While pre-packaged foods may be convenient, you can certainly still whip up your own marijuana-laced foods, which gives you total control over the contents. A simple internet search will unearth a bevy of recipes. Using food eliminates the odor and reduces the possible stigma a patient may experience from using marijuana; the effects tend to linger for longer than when smoking or vaping as well. That said, the medicinal impact may take an hour or more to kick in, so food may not be the best choice for surges of pain that need quick relief. Also, some patients may have conditions that cause nausea or a loss of appetite, making food an unattractive choice.

3. Apply it to your skin in a lotion, spray, oil, or cream

  • Medical marijuana comes in various topical application forms, including sprays, salves, lotions, and ointments. Skin application of cannabis causes no psychoactive effects (which may be a positive or negative, depending upon your circumstances), and is best suited to skin conditions, arthritis, soreness, etc.
    Topical applications, however, are very “hit-or-miss.” Some patients swear by them, while others say they do nothing. They won’t be effective for pain caused by cancer, glaucoma, or other conditions for which medical marijuana in other forms is often used.
    Also, the products tend to be greasy upon application and may cause skin irritation in some patients.
  • Transdermal patches offer a discreet, low-effort delivery method for medical marijuana. If you suffer from nausea or loss of appetite, or otherwise can’t or don’t want to inhale or consume cannabis, patches may be your best bet for relief. Dosages vary, and patches can be cut in half to reduce dosages. People seeking low-dose relief may find patches particularly appealing.

4. Place a Few Drops Of a Liquid Under Your Tongue

Tinctures of medical cannabis and alcohol (or another solution) can be sprayed under the tongue for relatively fast effect (faster than eating, slower than inhaling). The sprays come in small, discreet bottles, produce no odor and have a mild taste, are usually low-dose, and may be a good choice for children.

5. Cannabis Suppositories

The mere mention of inserting any type of medication into the rectum may be enough to turn off some patients. There is also some debate as to the relative effectiveness of cannabis extract suppositories. However, they also seem to offer fast, long-lasting relief to many patients.

As with most other medications, the goal with marijuana is to find the lowest effective dose for your condition. By taking as little cannabis as necessary to address your needs, you’ll reduce the impact of side effects or interactions, and also likely save money. Start your new or altered regimen at a time and place where you can safely wait to gauge the impacts. It is especially important to keep a detailed log during the first week or two of using a new or changed medication; but an ongoing log is even better.
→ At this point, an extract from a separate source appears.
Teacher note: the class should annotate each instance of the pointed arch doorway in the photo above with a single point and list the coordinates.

With medical marijuana or any other medication, information is power. When it comes to medication logs of any type, there is no such thing as “too detailed.” For a cannabis log, keep track of details like the date and time of use; amount used; strain, type, and cannabinoid content (if known to you); therapeutic and side effects; your feelings before and after; and so on (perhaps employing a dozen or more categories).

Take it upon yourself to know your rights and responsibilities. Study the current laws and regulations where you live by checking the website of or contacting your health department.